Implementing Decision Trees, My 5th Machine Learning Algorithm
Up to this point in the Cornell Machine Learning Certificate program, the algorithms have been either classification (put a data point into a category — +1/-1, yes/no, etc.) or regression (predict a data point’s numeric value given the features.) Decision Trees are the first machine learning algorithm we’ve discussed where the same type of algorithm can be used for either purpose, which makes them flexible and powerful, as long as you know how to use them.
In this write-up, I will go over the basics of what a Decision Tree is, how it works, and how it can be used.
As with most machine learning scenarios, we start with a data set and a question. Let’s say we are an automobile manufacturer and we want to know based on data we can collect about a customer whether a specific person is more likely to purchase a car or a truck. We collect data on 1,000 vehicle buyers about gender, income, immediate family size, and what type of vehicle was eventually purchased.

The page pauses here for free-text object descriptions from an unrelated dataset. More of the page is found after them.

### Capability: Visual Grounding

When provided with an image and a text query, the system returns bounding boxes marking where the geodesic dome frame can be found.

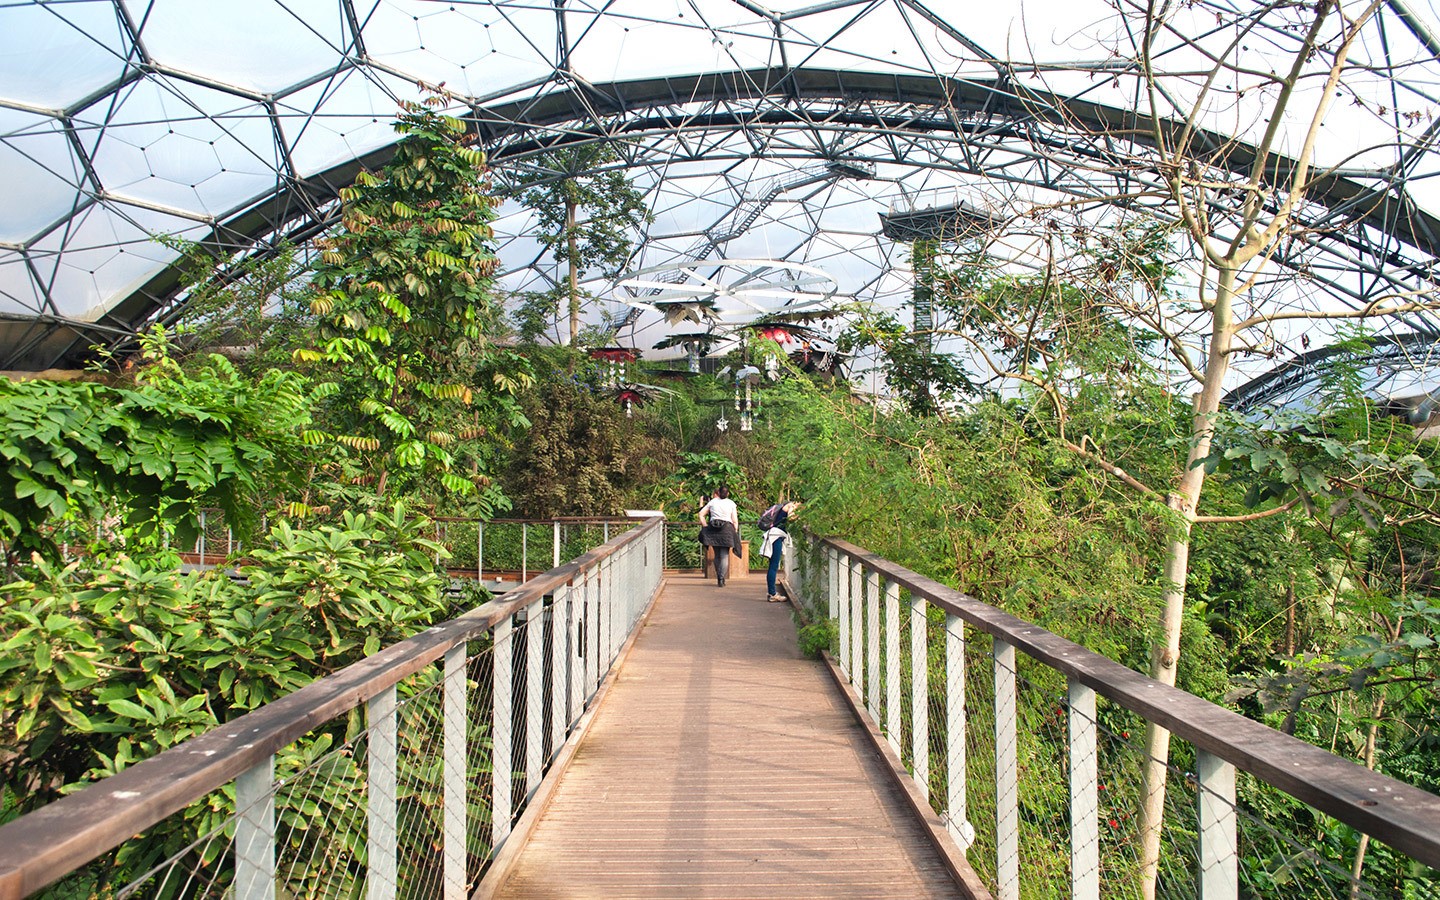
[4,0,1440,397]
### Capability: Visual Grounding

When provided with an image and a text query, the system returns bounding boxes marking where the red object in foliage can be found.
[756,326,792,343]
[589,347,639,362]
[616,389,643,405]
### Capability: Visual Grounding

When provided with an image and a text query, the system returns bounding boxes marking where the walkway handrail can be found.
[0,516,666,899]
[792,532,1440,898]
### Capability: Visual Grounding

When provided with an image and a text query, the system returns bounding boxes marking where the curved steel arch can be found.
[474,68,1440,296]
[1223,331,1440,413]
[12,65,1440,370]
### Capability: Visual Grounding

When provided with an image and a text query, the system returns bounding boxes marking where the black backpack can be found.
[757,503,783,530]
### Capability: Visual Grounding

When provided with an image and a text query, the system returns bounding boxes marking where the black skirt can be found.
[698,521,738,551]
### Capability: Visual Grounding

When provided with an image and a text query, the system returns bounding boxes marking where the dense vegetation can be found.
[1,93,1437,897]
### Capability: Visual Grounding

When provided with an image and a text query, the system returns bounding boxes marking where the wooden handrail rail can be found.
[0,517,663,900]
[814,534,1440,870]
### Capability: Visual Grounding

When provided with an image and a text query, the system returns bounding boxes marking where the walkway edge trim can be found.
[472,576,668,899]
[819,650,995,900]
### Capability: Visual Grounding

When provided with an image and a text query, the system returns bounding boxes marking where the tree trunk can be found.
[1137,268,1237,899]
[566,198,580,346]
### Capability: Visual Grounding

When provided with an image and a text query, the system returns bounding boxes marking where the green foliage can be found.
[672,451,748,505]
[301,94,529,506]
[0,329,314,561]
[1204,336,1439,523]
[503,375,635,517]
[0,505,452,891]
[758,377,1166,671]
[796,617,837,660]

Now we have our data set and our question, it’s time to put it into a Decision Tree.
Let’s say we have 500 cars and 500 trucks in our data set. Right now, we have a 50/50 chance of pulling a random person from that top level node and getting a car vs. truck buyer. The question becomes, if I were to separate my data by one of the features available, would that end up being predictive in terms of car vs. truck purchase? The first thing a Decision Tree does is exactly that — split the data according to a feature value, and then see if the resulting data are more or less predictive than before. Let’s take gender, for example (and to keep things simple, we are going to assume only two categories for illustration purposes — in the real world, you’d really want to account for various gender expressions in order to be complete). If we divide our data into gender 1 and gender 2, what do we end up with in terms of predictive power based on that split?
In our fictitious example, it turns out dividing data by gender improves our predictive capability, going from a 50/50 split to a 60/40 split. So now you have two options — either pick one of the sub-nodes and try another split — say, by income — or check to see if one of your other features has even more predictive power as a first split. While gender appears to have *some* influence, it doesn’t look like our data supports this as a major predictor. What if we started over with family size?

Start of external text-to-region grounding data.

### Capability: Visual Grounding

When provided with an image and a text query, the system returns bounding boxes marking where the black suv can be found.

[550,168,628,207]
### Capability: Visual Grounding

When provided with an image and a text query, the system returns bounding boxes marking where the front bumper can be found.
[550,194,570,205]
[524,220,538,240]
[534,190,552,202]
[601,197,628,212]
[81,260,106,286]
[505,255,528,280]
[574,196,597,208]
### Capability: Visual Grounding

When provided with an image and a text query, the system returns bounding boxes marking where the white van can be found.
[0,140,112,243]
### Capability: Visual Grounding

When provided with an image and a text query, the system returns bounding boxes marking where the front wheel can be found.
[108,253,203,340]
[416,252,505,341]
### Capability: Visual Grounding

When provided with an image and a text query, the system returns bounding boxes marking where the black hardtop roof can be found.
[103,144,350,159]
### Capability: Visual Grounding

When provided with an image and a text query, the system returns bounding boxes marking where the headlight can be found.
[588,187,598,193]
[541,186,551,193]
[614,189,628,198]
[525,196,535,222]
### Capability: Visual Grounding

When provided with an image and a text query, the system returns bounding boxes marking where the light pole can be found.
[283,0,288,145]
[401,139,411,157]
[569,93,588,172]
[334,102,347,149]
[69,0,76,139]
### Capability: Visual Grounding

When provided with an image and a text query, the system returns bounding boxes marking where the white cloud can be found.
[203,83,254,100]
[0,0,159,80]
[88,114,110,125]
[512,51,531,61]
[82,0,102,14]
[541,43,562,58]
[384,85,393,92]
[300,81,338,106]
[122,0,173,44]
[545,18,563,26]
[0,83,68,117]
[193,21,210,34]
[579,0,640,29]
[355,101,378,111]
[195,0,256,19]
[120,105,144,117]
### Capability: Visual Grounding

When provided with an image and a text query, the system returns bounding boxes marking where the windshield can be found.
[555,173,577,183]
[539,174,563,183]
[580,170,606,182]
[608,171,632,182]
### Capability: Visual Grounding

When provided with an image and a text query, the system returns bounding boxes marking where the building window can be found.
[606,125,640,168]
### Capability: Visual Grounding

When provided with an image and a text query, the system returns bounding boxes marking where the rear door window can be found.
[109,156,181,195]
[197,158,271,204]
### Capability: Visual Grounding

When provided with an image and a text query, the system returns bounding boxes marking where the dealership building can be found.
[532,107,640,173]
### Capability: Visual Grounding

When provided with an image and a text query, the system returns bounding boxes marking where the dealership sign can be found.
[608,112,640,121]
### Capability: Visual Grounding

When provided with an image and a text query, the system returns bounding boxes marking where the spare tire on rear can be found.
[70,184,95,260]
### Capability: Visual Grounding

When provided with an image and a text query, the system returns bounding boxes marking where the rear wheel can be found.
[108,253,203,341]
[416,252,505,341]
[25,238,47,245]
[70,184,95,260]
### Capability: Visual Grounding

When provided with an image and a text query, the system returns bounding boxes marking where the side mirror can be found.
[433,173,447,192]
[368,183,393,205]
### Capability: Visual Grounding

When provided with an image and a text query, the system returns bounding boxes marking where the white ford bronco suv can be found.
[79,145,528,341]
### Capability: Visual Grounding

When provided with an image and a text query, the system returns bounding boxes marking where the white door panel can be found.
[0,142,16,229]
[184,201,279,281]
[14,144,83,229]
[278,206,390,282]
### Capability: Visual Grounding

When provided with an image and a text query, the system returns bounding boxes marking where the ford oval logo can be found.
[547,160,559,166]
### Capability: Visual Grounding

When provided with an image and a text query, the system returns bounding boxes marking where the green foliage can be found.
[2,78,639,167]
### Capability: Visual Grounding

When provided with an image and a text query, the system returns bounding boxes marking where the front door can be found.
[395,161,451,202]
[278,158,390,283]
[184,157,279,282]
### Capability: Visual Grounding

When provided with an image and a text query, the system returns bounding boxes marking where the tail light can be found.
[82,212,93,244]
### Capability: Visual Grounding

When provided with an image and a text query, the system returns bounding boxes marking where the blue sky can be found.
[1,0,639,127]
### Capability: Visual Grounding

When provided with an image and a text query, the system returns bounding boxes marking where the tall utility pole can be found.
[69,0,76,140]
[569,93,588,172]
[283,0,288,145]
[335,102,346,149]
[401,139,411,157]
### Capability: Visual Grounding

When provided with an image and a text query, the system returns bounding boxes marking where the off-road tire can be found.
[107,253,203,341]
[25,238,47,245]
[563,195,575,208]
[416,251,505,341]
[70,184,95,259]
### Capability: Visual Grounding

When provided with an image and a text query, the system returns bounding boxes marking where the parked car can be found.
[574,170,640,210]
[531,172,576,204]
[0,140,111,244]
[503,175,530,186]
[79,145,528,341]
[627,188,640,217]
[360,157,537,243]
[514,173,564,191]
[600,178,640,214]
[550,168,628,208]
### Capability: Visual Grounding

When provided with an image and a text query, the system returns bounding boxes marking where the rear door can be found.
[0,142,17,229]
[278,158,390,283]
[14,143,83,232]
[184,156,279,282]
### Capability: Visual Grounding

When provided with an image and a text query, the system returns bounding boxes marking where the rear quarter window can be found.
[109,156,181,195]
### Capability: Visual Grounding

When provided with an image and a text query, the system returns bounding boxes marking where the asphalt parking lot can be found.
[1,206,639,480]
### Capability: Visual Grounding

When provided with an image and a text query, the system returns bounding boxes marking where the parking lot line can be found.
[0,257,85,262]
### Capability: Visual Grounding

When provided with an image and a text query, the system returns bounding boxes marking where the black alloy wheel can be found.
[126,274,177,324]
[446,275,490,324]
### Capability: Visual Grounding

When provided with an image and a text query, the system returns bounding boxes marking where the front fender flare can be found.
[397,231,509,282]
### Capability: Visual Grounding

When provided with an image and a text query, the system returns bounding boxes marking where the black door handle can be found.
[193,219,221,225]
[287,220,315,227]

So here we get some much nicer results: If a family has 3 or more members, it turns out they end up buying cars by a 6:1 ratio, whereas in our data set, families of 1 or 2 were more than twice as likely to buy a truck. One of the goals of a Decision Tree is to be as predictive as possible while also being as shallow as possible, so if you have a feature in your data that by itself gives you that kind of bang for your buck, that’s where you want to start.
The process continues from there, in much the same fashion. You keep going down the tree until you find the right level of accuracy, which might end up looking something like this:
In this example, we just picked one node each time to dive deeper into, but in reality the tree can branch out (pun intended) at any level and continue dividing until all features have been exhausted. At the bottom of each split we have what is called a “leaf node” (pun intended, I’m sure, but I don’t get to claim credit for that one) which is the node at which a prediction is made based on the most likely value in that node. In the example above, it would look like this:
So is this the best model to deploy into production?
Nope. Look carefully — after the first split (Family < 3) it turns out that every leaf that gets generated thereafter predicts truck. Remember our goal is to have the most shallow Decision Tree possible without losing precision, so it turns out the model we would want to deploy into production given the data we have available would look like this:
In the real world, the number of features and number of observations would likely be significantly higher, and so it rarely would turn out that a single split at the top level would be the best model. That said, in our fictitious example, that’s exactly what we would do.
However, if we modified our example slightly, the more complex tree would likely be worth the extra compute it took up. Take this alternative reality:
Since we now have criteria that changes our model at a certain point, we would use the more complex model and not stop after the first split. It all depends on how the data shakes out.
If we come back to Decision Trees, we will need to talk about regression problems, overfitting (where you get a very accurate model on your training data that doesn’t end up working very well in the real world), calculating “impurity” at each node, and a number of other topics that go into making the best Decision Tree possible. For now, I hope this high level overview and simple example at least helps you understand what Decision Trees are, how they work, and what they might be used for in real life.